ひく、と整った顔を引き攣らせながら、彼は挑むような笑みを浮かべた。
「へぇ、心配ご無用だったって訳か。それは、悪かったな」
「ええ、余計なお世話ですよ」
更にかちんと来たのか、白い額に青筋が浮き上がる。
「それならいい、やりたいようにやれ。止めはしない」
まるで喧嘩でもするように言って、彼はアレルヤの上に馬乗りになった。
ぐい、と両手で掴まれた襟元に、一瞬呼吸が詰まる。
ゆっくりとその手を掴んで襟元から離させると、アレルヤは静かに口を開いた。
「そのつもりですよ、ロックオン」
アレルヤが言い終えると同時に、二人は噛み付くように唇を寄せ合った。
「んっ、ん…」
合わせた唇の隙間から、どちらからともなく声が上がる。
緩く開いた唇を割って中へ侵入し、舌を絡めて軽く吸い上げる。
滑らかなその感触に、アレルヤは夢中になった。
ロックオンの方もそうなのだろう。
言葉を交わすのも忘れて、簡易なベッドの上に寝転んで、何度も体勢を変えながらキスをし続けた。
自分の上に馬乗りになっていたロックオンの肢体は、いつの間にか自分の下にいて、逞しい腕の中に納まっていた。
彼もそれについて、どうこう言うつもりはならしい。
首筋に顔を寄せ、そこに軽く吸い付くと、ロックオンは乱れたベッドの上で小さく身じろいだ。
このまま、体を開いて欲しい。
今なら、拒まれることはない気がする。
止めない、と彼は言った。
ただの、売り言葉に買い言葉。

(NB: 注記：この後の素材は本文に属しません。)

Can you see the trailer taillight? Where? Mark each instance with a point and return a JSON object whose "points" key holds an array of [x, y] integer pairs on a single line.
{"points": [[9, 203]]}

それは解かっている。
けれど、一度口にしたことを、彼は律儀に守ろうとするだろう。
軽口を叩く割に、根は真面目で優しい。
それはよく、解かっているのだ。
「アレルヤ…?」
急に動きを止めた自分を不審に思ったのか、ロックオンから頼りなげな声が上がった。
それは、この先の行為を知らず促しているようにも聞こえた。
「大丈夫…、出来るだけ丁寧にするから」
「お、まえ…」
さらりと言い放つと、彼は息を飲んで目を見開く。
言葉を続かせないように、アレルヤは彼の衣服の中に手を差し入れた。
不躾なその仕草に、彼の体が緊張で強張る。
『最初に言っておくが…』
その言葉通り、今までこんな経験をしたことなど、ないのだろう。
それなのに…。
「本当に優しいですよ、あなたは」
囁くような声でそう言って、アレルヤは彼の両足の奥へと手を差し入れた。